Another example has yet to see a happy ending. One reader of my blog, a Black woman, reports that she believes Black men should date and marry Black women. This is her color-aroused ideation. As a result, whenever she sees a Black man with a white woman she feels humiliated, jealous and angry. This is her strong color-aroused emotion. Her ideation and emotion are so extreme that sometimes at clubs she angrily and physically confronts white women who are with Black men, and gets into arguments with them.

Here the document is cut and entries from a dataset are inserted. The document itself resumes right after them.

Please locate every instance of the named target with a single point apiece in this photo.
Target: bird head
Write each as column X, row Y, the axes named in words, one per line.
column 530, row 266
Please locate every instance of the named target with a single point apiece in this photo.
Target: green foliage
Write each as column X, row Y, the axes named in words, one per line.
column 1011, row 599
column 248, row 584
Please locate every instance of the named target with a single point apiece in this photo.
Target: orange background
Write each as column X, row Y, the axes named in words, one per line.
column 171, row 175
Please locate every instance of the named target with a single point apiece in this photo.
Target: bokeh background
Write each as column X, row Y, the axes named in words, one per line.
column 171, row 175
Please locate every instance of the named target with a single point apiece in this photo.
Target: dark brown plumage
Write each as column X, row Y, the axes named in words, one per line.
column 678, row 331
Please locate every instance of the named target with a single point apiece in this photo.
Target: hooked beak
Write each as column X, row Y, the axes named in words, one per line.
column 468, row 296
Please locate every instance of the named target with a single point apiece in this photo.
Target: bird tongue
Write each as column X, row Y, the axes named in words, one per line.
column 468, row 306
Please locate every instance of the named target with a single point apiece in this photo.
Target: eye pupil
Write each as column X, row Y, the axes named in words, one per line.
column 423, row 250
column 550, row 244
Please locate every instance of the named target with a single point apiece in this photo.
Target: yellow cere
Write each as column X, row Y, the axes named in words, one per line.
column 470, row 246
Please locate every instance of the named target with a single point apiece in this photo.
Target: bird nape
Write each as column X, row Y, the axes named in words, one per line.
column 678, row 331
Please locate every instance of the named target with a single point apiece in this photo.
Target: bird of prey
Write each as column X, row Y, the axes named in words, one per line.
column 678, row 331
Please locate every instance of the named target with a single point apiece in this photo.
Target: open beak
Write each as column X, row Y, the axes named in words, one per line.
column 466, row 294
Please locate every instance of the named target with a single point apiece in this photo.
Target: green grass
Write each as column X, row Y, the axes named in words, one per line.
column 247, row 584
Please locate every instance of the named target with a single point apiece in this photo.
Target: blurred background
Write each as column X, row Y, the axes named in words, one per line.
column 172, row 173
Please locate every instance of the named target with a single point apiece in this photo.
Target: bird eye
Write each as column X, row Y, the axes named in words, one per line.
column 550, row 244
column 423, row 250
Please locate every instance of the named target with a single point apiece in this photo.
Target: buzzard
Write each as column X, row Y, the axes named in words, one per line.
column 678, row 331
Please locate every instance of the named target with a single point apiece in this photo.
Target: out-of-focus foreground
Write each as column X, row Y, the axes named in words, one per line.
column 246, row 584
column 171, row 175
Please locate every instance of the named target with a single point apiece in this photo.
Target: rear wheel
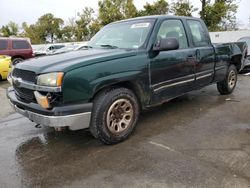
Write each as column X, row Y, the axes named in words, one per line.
column 16, row 60
column 228, row 84
column 115, row 114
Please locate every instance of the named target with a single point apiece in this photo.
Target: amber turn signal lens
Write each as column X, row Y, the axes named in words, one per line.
column 59, row 79
column 42, row 100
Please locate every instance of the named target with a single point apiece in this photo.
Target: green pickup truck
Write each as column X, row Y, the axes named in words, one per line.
column 127, row 67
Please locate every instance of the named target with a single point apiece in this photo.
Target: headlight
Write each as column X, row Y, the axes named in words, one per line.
column 50, row 79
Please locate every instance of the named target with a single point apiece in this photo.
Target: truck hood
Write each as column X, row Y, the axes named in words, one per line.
column 67, row 61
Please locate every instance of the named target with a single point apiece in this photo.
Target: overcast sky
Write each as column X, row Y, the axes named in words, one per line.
column 29, row 11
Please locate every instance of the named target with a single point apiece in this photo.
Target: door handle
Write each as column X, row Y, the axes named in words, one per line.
column 198, row 55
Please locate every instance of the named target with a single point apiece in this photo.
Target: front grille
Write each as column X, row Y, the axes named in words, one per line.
column 25, row 75
column 25, row 94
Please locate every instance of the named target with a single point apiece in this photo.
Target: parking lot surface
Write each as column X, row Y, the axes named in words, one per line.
column 201, row 139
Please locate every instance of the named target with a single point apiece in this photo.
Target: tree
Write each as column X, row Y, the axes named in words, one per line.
column 33, row 33
column 83, row 23
column 47, row 28
column 183, row 8
column 69, row 31
column 157, row 8
column 114, row 10
column 219, row 15
column 11, row 29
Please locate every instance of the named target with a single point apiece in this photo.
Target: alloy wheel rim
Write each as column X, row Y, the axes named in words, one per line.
column 120, row 116
column 231, row 79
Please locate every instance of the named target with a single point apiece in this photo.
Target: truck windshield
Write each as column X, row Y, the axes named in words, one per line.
column 128, row 35
column 245, row 39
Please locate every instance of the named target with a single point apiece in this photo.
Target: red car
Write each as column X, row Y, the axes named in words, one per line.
column 18, row 48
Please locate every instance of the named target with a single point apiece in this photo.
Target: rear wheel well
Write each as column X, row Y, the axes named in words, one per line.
column 126, row 84
column 18, row 56
column 237, row 61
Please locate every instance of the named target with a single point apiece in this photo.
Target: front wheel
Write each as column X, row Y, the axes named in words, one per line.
column 228, row 84
column 115, row 114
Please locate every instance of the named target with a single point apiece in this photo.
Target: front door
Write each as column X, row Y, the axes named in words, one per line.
column 172, row 72
column 205, row 54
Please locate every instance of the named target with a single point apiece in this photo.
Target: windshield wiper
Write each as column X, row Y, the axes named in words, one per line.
column 108, row 46
column 86, row 46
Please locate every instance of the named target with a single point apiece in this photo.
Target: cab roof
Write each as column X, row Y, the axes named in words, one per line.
column 157, row 17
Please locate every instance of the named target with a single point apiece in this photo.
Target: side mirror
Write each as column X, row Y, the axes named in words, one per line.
column 166, row 44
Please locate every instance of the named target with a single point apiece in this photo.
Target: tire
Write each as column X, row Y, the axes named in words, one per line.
column 227, row 86
column 114, row 116
column 16, row 60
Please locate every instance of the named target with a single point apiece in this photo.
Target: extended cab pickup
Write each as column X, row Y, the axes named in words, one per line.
column 127, row 67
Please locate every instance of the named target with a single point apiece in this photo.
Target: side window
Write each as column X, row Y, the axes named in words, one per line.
column 3, row 44
column 18, row 44
column 173, row 28
column 198, row 33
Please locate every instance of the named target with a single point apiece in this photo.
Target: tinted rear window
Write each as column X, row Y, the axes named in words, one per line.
column 20, row 44
column 3, row 44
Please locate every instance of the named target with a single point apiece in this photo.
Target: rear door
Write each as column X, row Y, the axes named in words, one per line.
column 205, row 54
column 4, row 47
column 172, row 72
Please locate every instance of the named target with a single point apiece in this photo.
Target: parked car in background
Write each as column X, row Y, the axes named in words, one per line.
column 48, row 49
column 67, row 48
column 247, row 61
column 18, row 49
column 5, row 66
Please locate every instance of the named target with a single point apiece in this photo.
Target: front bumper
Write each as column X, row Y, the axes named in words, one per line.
column 74, row 117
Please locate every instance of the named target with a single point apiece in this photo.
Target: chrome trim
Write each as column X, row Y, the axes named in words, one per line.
column 203, row 72
column 28, row 85
column 220, row 67
column 173, row 80
column 74, row 121
column 203, row 76
column 174, row 84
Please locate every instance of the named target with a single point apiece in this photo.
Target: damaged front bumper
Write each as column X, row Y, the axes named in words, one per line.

This behavior obviously has the potential to result in fights, criminal charges of assault and battery and even hate crimes, since her motivation is the skin color of the man and the skin color of the woman. Worse still, even when she is not in the presence of a bichromatic couple, her self-esteem and self-image suffer. She has a problem that she cannot control by separating other people. She needs a psychiatric evaluation and cognitive behavioral counseling if she is to overcome the Extreme Color-Aroused Disorder that is making her life unliveable.

Has any doctor, psychologist, psychiatrist, social worker or other professional ever asked you how you feel about your own skin color and how you feel around people of your own or different skin colors? Has anyone else whom you know ever been asked these questions by a professional caregiver? If not, then in spite of all of the color aroused ideation, emotion and behavior, in our society, you have never been screened to determine whether color aroused symptoms are making you less effective than you could be.